Another brilliant parody of the Gothic comes from Stella Gibbons, whose Gothic-style farm, full of family dysfunction and resentment, gets “tidied up” by her Austen-loving heroine. The highlight of the book is Aunt Ada Doom, the matriarch who shows up every so often to remind everyone about the secret in their house: “I saw something nasty in the woodshed!” We never know what it is, but the novel is all the better for it.
Hipster Danny is invited by the cousin he once nearly killed to help renovate a castle somewhere in Eastern Europe. Creepy hijinks ensue in Egan’s postmodern treatment of the genre.
Bly Estate, The Turn of the Screw
The scariest household help ever are the maybe-supernatural villains of this Henry James ghost story, which finds a governess arriving at a wealthy estate, only to find her supposedly dead predecessors still have the run of the place. *Shiver*
Sutpen’s Hundred, Absalom, Absalom!
In Southern Gothic classics like Faulkner’s, the decay of a corrupt society — stained by the sin of slavery — forms the same kind of background as the decay of the British gentry does for Gothic novels from across the pond. Incest, murder, and damnation are what condemn the mansion and surrounding plantation that are the subject of this dark novel.

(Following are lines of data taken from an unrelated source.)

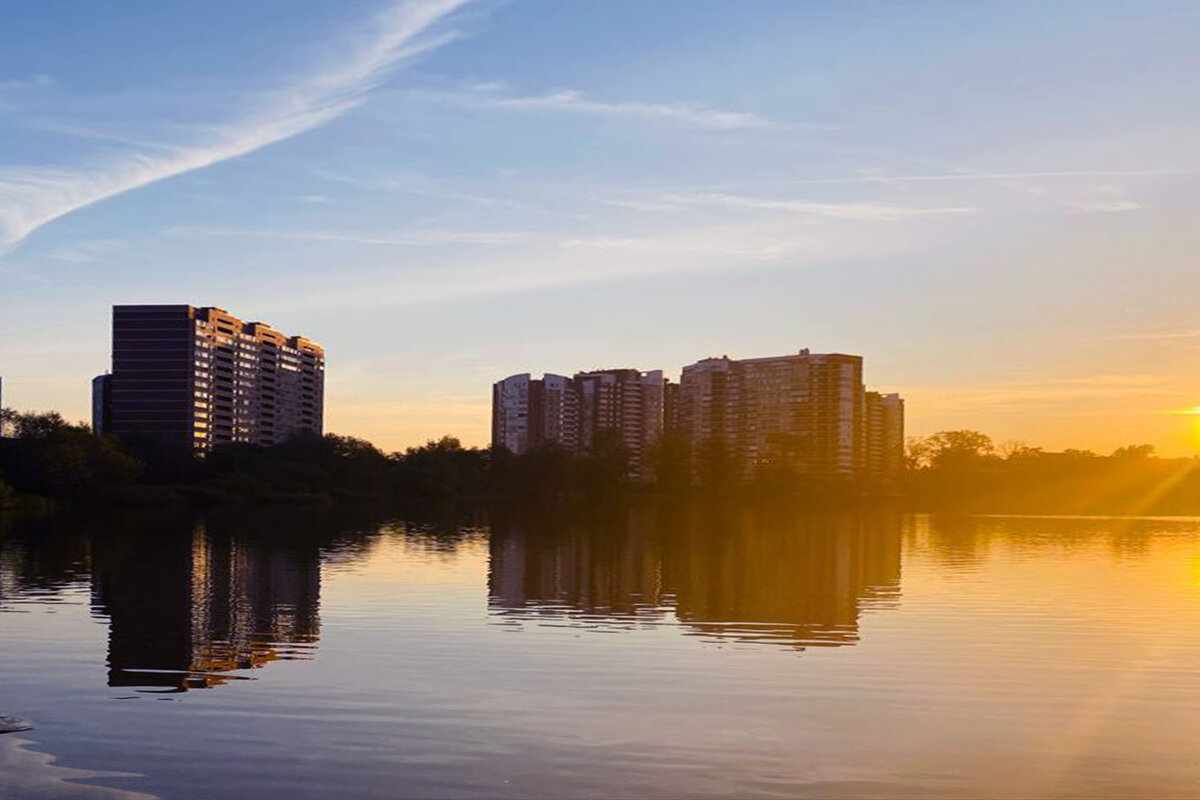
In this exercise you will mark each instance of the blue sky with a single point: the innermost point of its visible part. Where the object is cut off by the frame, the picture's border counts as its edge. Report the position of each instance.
(993, 203)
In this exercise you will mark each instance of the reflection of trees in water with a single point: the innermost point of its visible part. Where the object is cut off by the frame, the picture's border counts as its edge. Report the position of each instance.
(725, 571)
(961, 542)
(41, 560)
(190, 601)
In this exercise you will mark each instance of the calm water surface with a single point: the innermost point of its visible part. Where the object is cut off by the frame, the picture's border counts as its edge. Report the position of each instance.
(693, 653)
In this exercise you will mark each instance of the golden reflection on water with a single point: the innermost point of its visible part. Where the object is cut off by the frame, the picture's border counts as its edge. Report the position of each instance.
(742, 575)
(713, 650)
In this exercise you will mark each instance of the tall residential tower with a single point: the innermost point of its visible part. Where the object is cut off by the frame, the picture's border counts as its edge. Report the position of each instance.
(201, 377)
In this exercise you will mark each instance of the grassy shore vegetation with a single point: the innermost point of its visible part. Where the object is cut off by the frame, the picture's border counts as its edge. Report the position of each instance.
(46, 458)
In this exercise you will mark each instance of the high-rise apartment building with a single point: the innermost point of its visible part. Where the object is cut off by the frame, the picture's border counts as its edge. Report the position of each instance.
(574, 411)
(528, 411)
(628, 402)
(885, 437)
(201, 377)
(804, 411)
(101, 403)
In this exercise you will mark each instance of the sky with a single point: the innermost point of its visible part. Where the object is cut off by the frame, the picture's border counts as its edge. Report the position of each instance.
(995, 204)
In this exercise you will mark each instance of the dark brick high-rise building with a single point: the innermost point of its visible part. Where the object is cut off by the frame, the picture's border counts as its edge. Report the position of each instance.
(201, 377)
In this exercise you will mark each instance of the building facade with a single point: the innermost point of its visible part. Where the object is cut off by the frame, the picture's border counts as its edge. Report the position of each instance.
(528, 411)
(201, 377)
(805, 413)
(574, 411)
(101, 403)
(885, 437)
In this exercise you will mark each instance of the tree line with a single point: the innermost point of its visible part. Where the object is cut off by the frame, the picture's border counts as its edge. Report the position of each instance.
(960, 470)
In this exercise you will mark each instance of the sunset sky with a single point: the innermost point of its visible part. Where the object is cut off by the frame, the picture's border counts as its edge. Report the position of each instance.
(997, 205)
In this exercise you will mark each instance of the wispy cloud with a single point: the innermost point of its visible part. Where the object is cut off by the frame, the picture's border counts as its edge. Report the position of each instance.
(412, 184)
(959, 175)
(414, 238)
(13, 86)
(685, 113)
(33, 197)
(856, 211)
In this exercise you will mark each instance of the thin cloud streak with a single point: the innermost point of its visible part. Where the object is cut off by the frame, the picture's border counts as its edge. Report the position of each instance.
(34, 197)
(415, 238)
(685, 113)
(964, 176)
(855, 211)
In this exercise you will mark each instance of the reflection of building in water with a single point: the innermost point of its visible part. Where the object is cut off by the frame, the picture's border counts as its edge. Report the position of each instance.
(185, 608)
(799, 581)
(598, 571)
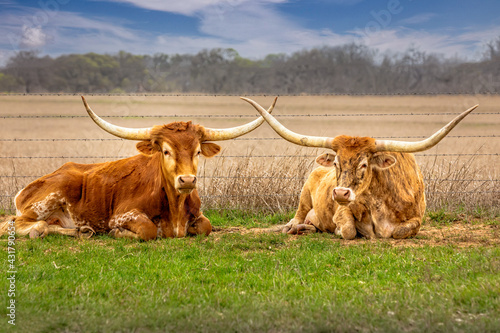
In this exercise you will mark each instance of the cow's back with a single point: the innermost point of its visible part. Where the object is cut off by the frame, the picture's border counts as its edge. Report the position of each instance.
(65, 181)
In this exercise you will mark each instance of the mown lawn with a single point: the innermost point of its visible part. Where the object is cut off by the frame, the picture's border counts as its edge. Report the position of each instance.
(264, 282)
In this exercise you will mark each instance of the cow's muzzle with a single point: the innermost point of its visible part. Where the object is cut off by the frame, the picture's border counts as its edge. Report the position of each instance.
(185, 183)
(343, 195)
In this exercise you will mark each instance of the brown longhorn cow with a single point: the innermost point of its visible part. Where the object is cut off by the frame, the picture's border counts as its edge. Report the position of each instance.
(149, 195)
(366, 186)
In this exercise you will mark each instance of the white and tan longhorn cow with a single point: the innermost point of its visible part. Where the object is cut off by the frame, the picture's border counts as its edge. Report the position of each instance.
(366, 186)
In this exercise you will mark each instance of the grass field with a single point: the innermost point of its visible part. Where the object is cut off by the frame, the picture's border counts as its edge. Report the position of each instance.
(244, 277)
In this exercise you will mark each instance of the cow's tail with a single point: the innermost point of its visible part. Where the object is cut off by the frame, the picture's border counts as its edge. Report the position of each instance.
(7, 225)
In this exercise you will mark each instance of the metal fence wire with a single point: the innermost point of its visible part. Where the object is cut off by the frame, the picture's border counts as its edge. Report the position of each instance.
(260, 179)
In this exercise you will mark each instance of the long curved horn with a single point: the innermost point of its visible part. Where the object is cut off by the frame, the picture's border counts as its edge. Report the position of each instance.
(285, 133)
(121, 132)
(412, 147)
(212, 134)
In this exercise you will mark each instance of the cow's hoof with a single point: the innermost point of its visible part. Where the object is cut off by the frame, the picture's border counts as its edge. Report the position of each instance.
(348, 232)
(85, 232)
(305, 229)
(40, 230)
(115, 233)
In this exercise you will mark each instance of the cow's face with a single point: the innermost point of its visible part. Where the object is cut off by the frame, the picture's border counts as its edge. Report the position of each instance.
(354, 163)
(179, 146)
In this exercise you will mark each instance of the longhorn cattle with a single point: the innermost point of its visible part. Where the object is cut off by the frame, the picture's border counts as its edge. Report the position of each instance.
(149, 195)
(366, 186)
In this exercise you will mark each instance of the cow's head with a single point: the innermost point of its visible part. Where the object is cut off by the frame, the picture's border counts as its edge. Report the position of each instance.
(179, 145)
(355, 158)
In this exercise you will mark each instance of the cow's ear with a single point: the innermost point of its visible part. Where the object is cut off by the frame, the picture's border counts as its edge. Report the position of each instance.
(209, 149)
(147, 147)
(326, 159)
(382, 160)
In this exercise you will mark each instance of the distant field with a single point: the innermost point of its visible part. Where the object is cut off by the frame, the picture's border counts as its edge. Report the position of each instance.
(245, 276)
(260, 171)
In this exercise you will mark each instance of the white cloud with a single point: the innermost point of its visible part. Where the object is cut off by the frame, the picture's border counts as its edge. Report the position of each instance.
(190, 7)
(417, 19)
(254, 28)
(32, 37)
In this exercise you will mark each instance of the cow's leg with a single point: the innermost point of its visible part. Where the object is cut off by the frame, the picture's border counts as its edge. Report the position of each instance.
(26, 225)
(307, 227)
(345, 223)
(133, 224)
(200, 226)
(305, 206)
(407, 229)
(80, 232)
(365, 226)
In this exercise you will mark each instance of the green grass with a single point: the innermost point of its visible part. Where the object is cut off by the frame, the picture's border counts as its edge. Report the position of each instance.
(230, 282)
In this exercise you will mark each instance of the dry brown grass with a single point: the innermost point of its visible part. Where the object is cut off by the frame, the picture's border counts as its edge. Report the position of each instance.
(467, 180)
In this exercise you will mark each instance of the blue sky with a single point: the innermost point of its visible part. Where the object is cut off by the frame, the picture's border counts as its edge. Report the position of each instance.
(254, 28)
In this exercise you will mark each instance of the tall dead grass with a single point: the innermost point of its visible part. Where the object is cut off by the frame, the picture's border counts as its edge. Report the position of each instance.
(273, 184)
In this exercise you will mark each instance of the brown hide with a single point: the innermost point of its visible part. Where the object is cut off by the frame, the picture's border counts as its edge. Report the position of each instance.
(138, 194)
(389, 198)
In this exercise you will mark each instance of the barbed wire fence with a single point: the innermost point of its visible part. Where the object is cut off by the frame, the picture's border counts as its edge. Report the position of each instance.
(235, 182)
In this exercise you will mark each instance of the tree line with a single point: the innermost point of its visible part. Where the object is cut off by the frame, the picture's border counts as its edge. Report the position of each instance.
(346, 69)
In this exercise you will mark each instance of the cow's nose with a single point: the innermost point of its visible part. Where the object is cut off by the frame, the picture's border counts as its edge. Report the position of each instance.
(187, 180)
(341, 194)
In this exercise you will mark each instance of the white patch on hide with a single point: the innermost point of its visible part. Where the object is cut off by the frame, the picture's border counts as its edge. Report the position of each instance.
(46, 207)
(118, 221)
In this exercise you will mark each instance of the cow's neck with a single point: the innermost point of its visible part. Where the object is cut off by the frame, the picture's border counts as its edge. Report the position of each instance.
(176, 211)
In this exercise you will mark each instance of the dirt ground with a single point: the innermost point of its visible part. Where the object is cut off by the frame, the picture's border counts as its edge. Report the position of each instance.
(460, 234)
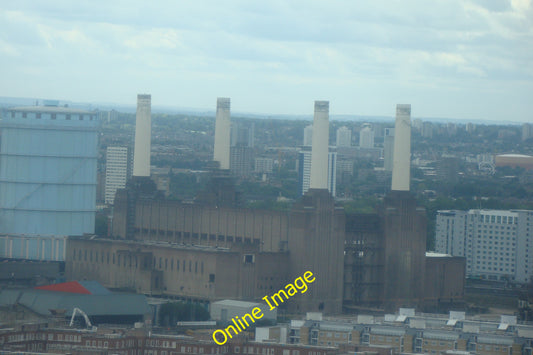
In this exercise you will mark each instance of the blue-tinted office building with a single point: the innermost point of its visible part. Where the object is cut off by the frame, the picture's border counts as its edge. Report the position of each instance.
(48, 159)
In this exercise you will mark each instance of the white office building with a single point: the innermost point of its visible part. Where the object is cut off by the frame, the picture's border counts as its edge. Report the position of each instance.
(344, 137)
(366, 137)
(118, 169)
(308, 136)
(495, 243)
(304, 171)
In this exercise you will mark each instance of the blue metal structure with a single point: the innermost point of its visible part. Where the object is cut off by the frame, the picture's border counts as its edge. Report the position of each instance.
(48, 159)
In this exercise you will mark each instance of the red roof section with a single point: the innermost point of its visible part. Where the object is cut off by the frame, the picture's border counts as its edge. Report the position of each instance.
(70, 287)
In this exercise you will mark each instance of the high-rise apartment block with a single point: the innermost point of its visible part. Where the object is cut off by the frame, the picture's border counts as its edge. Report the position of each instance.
(308, 135)
(143, 129)
(304, 171)
(388, 148)
(118, 171)
(495, 243)
(344, 137)
(366, 137)
(264, 165)
(527, 131)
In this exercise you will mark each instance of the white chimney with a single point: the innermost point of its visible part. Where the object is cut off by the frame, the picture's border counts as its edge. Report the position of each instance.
(141, 157)
(402, 149)
(320, 146)
(222, 132)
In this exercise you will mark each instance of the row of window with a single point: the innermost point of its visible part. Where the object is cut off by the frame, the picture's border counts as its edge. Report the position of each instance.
(121, 260)
(52, 116)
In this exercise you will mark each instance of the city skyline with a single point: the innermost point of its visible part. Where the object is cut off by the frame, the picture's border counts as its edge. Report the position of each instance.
(459, 60)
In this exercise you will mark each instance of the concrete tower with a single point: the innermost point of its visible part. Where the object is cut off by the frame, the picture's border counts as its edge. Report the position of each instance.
(319, 159)
(402, 149)
(366, 137)
(141, 158)
(344, 137)
(308, 135)
(222, 133)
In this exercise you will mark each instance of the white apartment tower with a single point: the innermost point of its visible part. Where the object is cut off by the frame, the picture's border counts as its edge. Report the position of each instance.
(304, 171)
(344, 137)
(308, 135)
(117, 171)
(143, 124)
(495, 243)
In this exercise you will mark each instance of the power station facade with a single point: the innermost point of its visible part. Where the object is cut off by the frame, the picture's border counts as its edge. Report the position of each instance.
(214, 249)
(48, 159)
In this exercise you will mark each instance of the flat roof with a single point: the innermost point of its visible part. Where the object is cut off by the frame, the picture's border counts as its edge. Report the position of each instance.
(50, 109)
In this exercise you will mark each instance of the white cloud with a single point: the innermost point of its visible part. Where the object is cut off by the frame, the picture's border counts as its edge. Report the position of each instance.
(378, 51)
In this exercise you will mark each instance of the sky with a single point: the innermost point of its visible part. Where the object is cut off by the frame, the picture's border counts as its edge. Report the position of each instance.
(462, 59)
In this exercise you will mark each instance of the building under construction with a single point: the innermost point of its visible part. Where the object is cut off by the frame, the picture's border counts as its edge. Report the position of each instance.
(215, 249)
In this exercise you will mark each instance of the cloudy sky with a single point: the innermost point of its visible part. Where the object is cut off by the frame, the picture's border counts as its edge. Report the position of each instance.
(464, 59)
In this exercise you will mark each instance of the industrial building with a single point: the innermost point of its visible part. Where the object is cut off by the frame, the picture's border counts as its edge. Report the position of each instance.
(213, 249)
(495, 243)
(48, 164)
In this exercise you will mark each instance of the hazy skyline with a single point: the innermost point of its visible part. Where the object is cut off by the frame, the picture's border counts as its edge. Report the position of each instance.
(455, 59)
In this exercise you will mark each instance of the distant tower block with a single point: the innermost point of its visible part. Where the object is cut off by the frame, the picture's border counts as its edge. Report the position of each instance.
(319, 151)
(222, 133)
(141, 157)
(402, 149)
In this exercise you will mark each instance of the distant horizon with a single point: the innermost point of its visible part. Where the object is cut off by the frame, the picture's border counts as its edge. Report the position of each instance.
(162, 109)
(467, 60)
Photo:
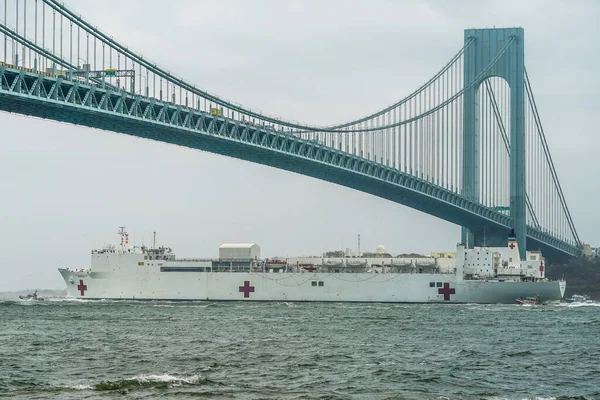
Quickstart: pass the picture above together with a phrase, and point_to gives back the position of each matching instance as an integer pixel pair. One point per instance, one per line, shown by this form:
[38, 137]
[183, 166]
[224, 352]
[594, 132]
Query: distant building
[444, 255]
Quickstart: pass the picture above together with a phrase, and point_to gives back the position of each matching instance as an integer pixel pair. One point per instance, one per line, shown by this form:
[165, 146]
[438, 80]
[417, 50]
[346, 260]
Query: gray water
[69, 349]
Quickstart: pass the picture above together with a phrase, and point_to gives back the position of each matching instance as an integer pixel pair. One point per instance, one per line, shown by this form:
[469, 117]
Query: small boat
[579, 298]
[532, 301]
[33, 296]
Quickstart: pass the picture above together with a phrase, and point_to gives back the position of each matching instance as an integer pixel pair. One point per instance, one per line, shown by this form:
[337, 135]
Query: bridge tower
[485, 46]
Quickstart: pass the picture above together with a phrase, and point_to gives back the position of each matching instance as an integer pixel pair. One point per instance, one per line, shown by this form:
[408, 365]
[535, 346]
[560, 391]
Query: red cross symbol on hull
[446, 291]
[81, 287]
[247, 289]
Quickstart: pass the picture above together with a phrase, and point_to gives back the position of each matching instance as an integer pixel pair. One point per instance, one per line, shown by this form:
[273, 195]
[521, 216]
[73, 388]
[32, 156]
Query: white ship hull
[480, 275]
[265, 286]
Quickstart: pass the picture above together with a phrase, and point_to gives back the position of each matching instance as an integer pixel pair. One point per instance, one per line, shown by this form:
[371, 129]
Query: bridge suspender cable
[192, 89]
[506, 142]
[549, 159]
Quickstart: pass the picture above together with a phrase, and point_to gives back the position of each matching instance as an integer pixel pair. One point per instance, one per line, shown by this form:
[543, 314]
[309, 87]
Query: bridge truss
[56, 65]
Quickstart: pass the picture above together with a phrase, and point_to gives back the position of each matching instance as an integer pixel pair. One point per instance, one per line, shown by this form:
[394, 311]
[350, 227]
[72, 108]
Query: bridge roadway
[28, 92]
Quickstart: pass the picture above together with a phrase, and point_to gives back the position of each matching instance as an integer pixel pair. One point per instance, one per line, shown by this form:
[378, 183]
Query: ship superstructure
[479, 275]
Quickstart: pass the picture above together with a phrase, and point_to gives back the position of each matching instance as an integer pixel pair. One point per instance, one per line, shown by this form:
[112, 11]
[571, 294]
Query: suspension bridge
[467, 146]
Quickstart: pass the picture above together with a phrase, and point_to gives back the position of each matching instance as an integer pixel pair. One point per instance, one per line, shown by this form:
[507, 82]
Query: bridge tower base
[485, 46]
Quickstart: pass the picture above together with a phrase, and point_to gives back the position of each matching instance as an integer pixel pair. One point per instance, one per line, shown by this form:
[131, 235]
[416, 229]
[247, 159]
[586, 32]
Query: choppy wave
[152, 381]
[75, 349]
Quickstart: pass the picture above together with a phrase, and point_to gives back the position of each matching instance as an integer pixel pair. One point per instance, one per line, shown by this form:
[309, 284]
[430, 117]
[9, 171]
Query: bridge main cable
[63, 10]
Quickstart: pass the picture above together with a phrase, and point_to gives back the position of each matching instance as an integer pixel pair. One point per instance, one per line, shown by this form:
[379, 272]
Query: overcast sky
[66, 189]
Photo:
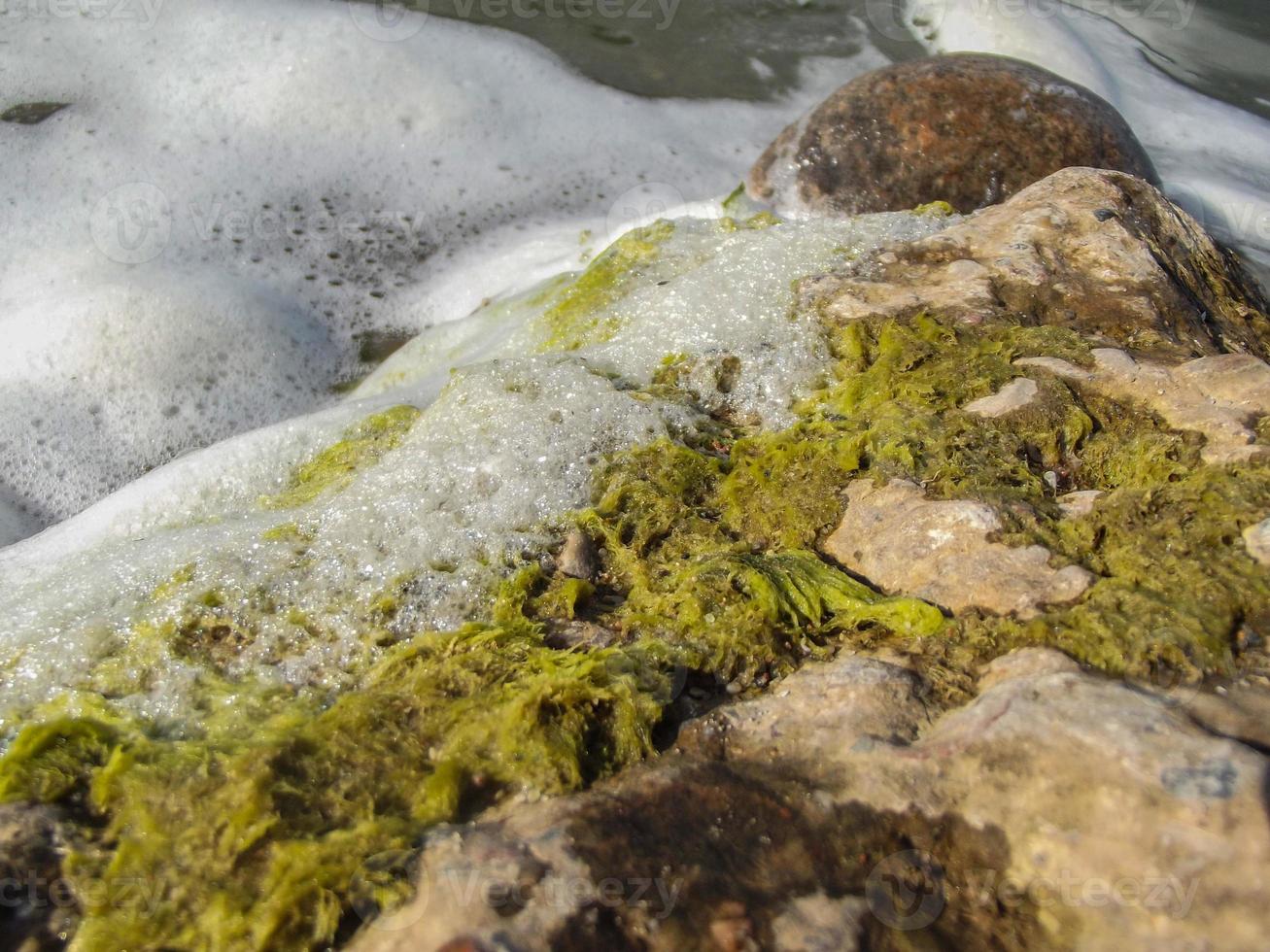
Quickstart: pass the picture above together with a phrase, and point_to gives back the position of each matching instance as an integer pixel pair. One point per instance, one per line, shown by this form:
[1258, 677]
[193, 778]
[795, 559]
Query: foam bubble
[435, 508]
[353, 183]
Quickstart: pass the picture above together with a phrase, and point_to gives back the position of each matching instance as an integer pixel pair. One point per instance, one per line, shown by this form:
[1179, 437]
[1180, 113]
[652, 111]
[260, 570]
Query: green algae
[577, 315]
[334, 467]
[264, 832]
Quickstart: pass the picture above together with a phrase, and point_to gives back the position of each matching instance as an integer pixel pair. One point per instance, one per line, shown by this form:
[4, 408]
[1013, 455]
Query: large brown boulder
[971, 129]
[1093, 251]
[841, 812]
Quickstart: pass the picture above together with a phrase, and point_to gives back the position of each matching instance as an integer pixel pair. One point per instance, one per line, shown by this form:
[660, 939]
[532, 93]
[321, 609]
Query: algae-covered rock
[1219, 396]
[1099, 252]
[968, 128]
[940, 551]
[260, 677]
[964, 831]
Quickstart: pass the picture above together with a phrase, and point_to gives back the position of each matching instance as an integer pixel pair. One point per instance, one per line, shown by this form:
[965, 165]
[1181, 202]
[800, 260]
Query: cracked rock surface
[881, 824]
[942, 553]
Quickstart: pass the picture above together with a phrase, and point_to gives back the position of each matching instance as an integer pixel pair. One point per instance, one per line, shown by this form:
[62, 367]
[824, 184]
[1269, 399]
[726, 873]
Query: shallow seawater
[211, 207]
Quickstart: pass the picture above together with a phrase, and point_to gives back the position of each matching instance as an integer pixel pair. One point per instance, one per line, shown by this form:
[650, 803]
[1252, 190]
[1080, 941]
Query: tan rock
[1256, 539]
[939, 551]
[965, 128]
[1080, 503]
[1083, 249]
[1217, 396]
[1014, 395]
[1057, 810]
[578, 558]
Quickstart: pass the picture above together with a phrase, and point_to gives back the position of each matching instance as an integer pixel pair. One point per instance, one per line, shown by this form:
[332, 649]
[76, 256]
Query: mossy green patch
[271, 827]
[578, 313]
[334, 467]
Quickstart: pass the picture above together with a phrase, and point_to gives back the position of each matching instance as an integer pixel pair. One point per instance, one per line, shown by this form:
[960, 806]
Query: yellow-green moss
[577, 315]
[334, 467]
[268, 828]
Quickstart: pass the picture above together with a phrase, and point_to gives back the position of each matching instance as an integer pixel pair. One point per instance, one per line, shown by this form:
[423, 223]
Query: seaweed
[334, 467]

The Overlook Hotel, The Shining
The Torrances don’t know what they’re getting into when the family moves into the Overlook in remote Colorado in Stephen King’s deliciously rich tale of horror. The hotel, it turns out, has a life force of its own, and it’s malevolent and begins to take possession of Jack, while young Danny sees things no ordinary child would see.
A word of advice to young women: never consent to move in with sinister relatives in a remote area of the countryside. The horrors in DuMaurier’s slightly campier tale of Cornish crime are not supernatural, but they are all the more horrible for that. Abuse, alcoholism, and plundering are the secrets that Jamaica Inn holds.
Pink Palace Apartments, Coraline
Neil Gaiman knows his Gothic fiction. The apartment Coraline moves into is a broken-down old house, the unoccupied apartment a classic Bluebeard’s castle with a secret. Doubles, the uncanny, and monstrous moms all wait for Coraline on the other side of the sealed-off passageway she finds.